Having defined painting and beauty in such a narrow manner, it’s hard to imagine that Bouguereau’s definition of good painting would have included Goya’s 1808 masterwork, The Third of May, which depicted a massacre of Spanish civilians at the hands of Napoleon’s invading army. Aside from rubbing our faces in an ugly and most unpleasant scene, Goya’s canvas must have appeared a raw, unfinished and crude monstrosity to the genteel eyes of academic painters like Bouguereau. Yet, does Goya’s tour de force not possess a terrible beauty? This is the reason for art critic Robert Hughes calling Francisco de Goya the first modern artist and an exemplar of modernism. All the same, Bouguereau reserved a special ire for those defiant painters of his own day, “One shouldn’t believe in all those so-called innovations. There is only one nature and only one way to see it. Nowadays, they want to succeed too fast, this is how they go about inventing new aesthetics, pointillism, pipisme! All this is just to make noise.”
Considered one of the top painters of his day, Bouguereau attracted thousands of aspiring artists, who joined his seminars and workshops at the Académie Julian and the Ecole des Beaux-Arts in Paris. Those students fervently sought instruction and criticism from the master, and in the last quarter of the 19th century, he offered training and advice to some 200 American student artists. The Frick exhibition combines 80 paintings, drawings and prints by Bouguereau as well as artworks by some of his more promising American students like Robert Henri, Elizabeth Gardner, Minerva Chapman, Cecilia Beaux, Eanger Irving Couse, Arthur Wesley Dow, Henri Tanner, and Lawton Parker.

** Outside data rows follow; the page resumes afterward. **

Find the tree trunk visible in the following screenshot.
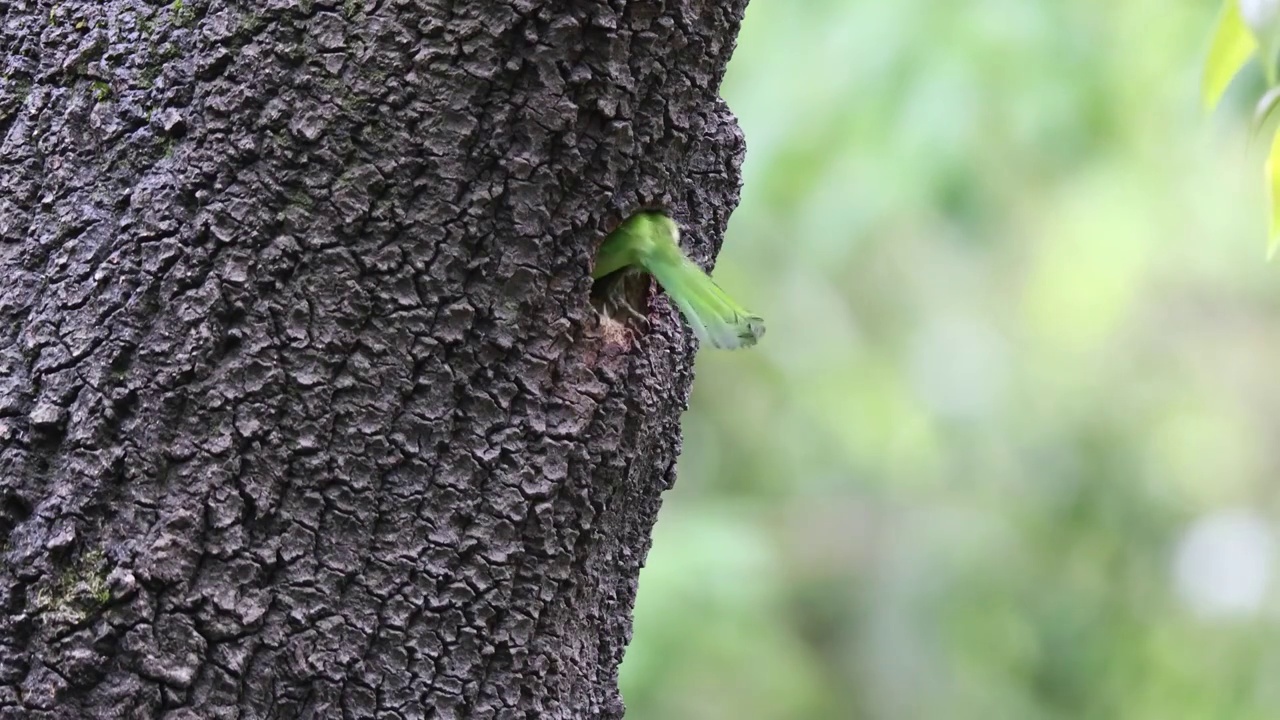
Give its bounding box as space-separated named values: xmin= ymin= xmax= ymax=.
xmin=0 ymin=0 xmax=745 ymax=719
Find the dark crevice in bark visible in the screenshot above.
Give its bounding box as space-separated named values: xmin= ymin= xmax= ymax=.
xmin=0 ymin=0 xmax=745 ymax=720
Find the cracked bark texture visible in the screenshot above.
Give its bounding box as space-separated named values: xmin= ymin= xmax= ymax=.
xmin=0 ymin=0 xmax=745 ymax=719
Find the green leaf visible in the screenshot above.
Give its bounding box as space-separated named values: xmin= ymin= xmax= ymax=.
xmin=1267 ymin=124 xmax=1280 ymax=260
xmin=1251 ymin=87 xmax=1280 ymax=133
xmin=1201 ymin=0 xmax=1258 ymax=110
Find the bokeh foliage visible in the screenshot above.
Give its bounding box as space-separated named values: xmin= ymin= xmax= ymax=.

Interestingly enough, while the American painter Robert Henri (pronounced ‘hen rye’) was one of Bouguereau’s star pupils at the Académie Julian, he would come to entirely repudiate academic painting and embrace Impressionism, only to reject it later on as a “new academicism.” Henri became one of the founders of the Ashcan School, the early 20th century movement of American realist painters whose works focused on the social realities of big city life. Ironically, Henri represented the modernist trend Bouguereau hoped to thwart, and essential lessons learned from the academic master were used by Henri as a springboard for the Ashcan revolution in art.
As an academic painter, Bouguereau’s hand provided endless melodramatic oil paintings dealing with Greek myths, Christian religious stories and genre scenes. That Bouguereau produced dazzling realist canvases demonstrating clear mastery over technique should be apparent, that these were saccharine works pleasing to the elites of his day and supportive of the status quo, should also go without saying. But I have a twofold question for contemporary artists that rises out of a study of Bouguereau and all that swirled around him, a query that accordingly makes a reconsideration of Bouguereau vital; do you have mastery over your chosen discipline, and if so, are you using it simply to please and support today’s equivalent of the academy?